The government should find a middle ground, which was financially affordable and also contain the power outages to a tolerable level for the public.

Furthermore, a balance must be struck between the scheduled power outages in the urban and rural areas. Currently, the duration of power outages in villages is much longer than in cities. The cabinet members also stressed on the need to ensure that there were no unscheduled power outages and they should take place as announced.

Members from Balochistan highlighted that power outages in their province were about 12-14 hours long in cities and 13-20 hours in the rural areas, causing great hardships for the residents. The need for exploiting renewable energy options, such as solar, was also underscored.

The issue of supply of electricity to K-Electric from the national grid was also raised. It was pointed out that against the commitment of 1000MW, only 650-900MW was being supplied from the national grid to the city.
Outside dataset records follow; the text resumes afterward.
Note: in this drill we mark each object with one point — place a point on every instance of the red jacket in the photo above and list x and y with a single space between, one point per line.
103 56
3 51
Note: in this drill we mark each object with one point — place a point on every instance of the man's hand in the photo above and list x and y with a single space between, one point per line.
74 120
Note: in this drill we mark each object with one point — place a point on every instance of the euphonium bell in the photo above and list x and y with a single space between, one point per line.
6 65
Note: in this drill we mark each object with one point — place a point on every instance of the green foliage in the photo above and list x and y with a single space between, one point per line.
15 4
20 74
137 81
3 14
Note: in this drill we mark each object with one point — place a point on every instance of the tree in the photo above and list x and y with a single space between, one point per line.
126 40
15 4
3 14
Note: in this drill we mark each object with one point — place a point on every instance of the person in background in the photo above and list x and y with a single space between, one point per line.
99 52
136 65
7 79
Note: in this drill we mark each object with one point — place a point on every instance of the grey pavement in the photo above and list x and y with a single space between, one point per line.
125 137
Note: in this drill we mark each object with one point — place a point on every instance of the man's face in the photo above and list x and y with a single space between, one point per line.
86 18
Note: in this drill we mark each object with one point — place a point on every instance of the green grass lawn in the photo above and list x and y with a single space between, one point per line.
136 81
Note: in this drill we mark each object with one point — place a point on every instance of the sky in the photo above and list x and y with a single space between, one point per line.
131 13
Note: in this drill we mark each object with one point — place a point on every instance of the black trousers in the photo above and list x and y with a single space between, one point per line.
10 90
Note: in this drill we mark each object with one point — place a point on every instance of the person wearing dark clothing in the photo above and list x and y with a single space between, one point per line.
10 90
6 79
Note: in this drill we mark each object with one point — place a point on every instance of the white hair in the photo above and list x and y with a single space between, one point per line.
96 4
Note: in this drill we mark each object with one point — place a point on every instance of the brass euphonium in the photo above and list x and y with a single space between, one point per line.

The members also emphasized on the need for a clear future roadmap to rid the country of the menace of electricity outages. For this purpose, improving the energy mix through increased reliance on green energy and exploitation of domestic resources; setting up of projects under the public-private partnership mode; replacing heads of Discos with capable professionals to improve service delivery; and establishing a National Commission on Energy Conservation to stop wastages and inculcate awareness among the general public was suggested.

The cabinet took note of the briefing by the Power Division secretary. It issued directions that a sub-committee on energy, under the chairmanship of the power minister, would be notified by the Cabinet Division.

The cabinet committee would also prepare a viable plan for power outages during the coming summer months, keeping in view the financial constraints. The plan, to be submitted within 10 days, would strike a balance between the proposed duration of power outages in the urban and rural areas.

The cabinet also ordered formulation of a new Power Policy within two weeks in consultation with the provincial governments – with the objectives of greater reliance on renewable energy, use of provincial power generation potential reducing approval processes and use of off-grid innovative solutions for Balochistan.

All distribution companies would enhance comprehensively their service delivery to the consumers. A Ministerial Committee on Conservation would be established to consider and recommend measures to be taken for conservation of energy, water and food.

The committee would present its first report within a month’s time. The committee shall be notified by the Cabinet Division and will be provided secretarial support by the Power Division.